Martin Önnerfors

Postdoctoral researcher at Department of Economics, Uppsala University

I moved from my native Småland to Lund for a Bachelor in Human Geography and GIS, after which I spent a number of years in the private sector as an analyst. I returned to Lund for my Master in Economic Demography at the Economic History Department in Lund and continued into the PhD program, from which I graduated in 2021. My research interest lie within urban demography, historical as well as contemporary, most often with a geographic perspective.

What does your current job entail?

My Postdoctoral position is currently research-dominated. I work within a Riksbanken project called “City of My Dreams”, in which we use historical micro-data to answer questions regarding how economic, health, and social outcomes are shaped by where a person grows up.
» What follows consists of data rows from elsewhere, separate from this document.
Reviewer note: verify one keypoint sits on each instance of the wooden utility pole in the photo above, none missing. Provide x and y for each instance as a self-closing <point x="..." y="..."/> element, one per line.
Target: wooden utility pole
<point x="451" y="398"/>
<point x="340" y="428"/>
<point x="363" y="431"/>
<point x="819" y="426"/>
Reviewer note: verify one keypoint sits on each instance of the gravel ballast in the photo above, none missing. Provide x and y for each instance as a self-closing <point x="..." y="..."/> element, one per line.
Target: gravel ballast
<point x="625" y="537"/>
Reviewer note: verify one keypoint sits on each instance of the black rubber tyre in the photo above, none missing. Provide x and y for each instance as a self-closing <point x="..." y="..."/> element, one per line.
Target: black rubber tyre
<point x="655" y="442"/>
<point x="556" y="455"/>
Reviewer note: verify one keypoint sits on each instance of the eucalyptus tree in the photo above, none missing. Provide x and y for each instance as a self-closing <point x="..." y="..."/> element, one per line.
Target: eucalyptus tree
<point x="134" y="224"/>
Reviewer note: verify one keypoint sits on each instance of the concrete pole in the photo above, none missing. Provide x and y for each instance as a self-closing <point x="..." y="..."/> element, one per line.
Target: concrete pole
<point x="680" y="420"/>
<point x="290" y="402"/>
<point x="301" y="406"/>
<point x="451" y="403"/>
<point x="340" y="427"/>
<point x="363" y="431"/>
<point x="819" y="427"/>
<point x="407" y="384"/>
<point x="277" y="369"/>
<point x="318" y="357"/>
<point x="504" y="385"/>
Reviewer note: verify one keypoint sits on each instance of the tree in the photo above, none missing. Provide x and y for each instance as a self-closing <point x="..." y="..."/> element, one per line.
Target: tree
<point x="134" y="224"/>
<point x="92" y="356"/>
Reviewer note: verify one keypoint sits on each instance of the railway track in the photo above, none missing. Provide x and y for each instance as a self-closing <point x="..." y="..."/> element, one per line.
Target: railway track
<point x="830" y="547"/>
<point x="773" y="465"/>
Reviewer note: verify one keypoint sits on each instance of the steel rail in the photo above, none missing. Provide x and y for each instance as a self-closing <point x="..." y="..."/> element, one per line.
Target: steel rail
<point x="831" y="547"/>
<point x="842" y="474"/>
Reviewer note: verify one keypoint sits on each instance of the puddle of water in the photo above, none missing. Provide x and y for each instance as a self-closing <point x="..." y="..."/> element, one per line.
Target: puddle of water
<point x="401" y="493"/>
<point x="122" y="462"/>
We use data from Stockholm during the Industrial Revolution and cover topics such as returns to migration, origins of spatial inequality and outcomes from specific policy interventions.

What are the most rewarding things about your current job?

Being able to continue working with social science research after my PhD is very rewarding, since I now get to apply and develop my skills and interests from the PhD program even further. Although working with project funding can be stressful since you constantly need to keep applying to secure your future, the actual work you get to do is privileged since you get to dig deep into very interesting topics. This is different from my experience in private sector, where projects are shorter, more shallow and (naturally) dictated by what pays off.

Did your studies at the department help you in your career? How?

Since I am a postdoctoral researcher, a PhD is of course mandatory. Apart from this, however, I think that the PhD program in Lund gave me a solid background for taking part in bigger research projects. I think that the program gave me a good mix of theory, statistics and data management, all of which were needed for me to get my current position.

Why did you choose to do doctoral studies in Lund?

Having done my Master’s degree in Lund, I had the impression that the PhD program was of high quality and I liked the research being produced there. After applying, I was offered a position in the UK as well as in Lund, but ended up choosing Lund and the program turned out to be what I wanted in my PhD studies.

What were some of the best things with studying at our department?

I appreciated being able to focus and dig deeper into the topics and methods that I found interesting, since the department offered courses in a range of different topics. The seminar culture in Lund also gave me a lot of insights – it was a bit nerve-racking to present during the first years but the comments were always sharp and helped me forward. Also, the department has a lot of pleasant and helpful colleagues and this made my years there all the better.

Do you have any recommendations for future students who would like to follow your path?

Try and follow what interests you and brought you to the social sciences in the first place. My experience is that it’s not always possible to research exactly what you want, but getting close to it does a lot for motivation and sets you on the right path if you want to continue. Keep your eyes peeled for opportunities to apply for grants, or opportunities to be a part of other people’s projects within your interest.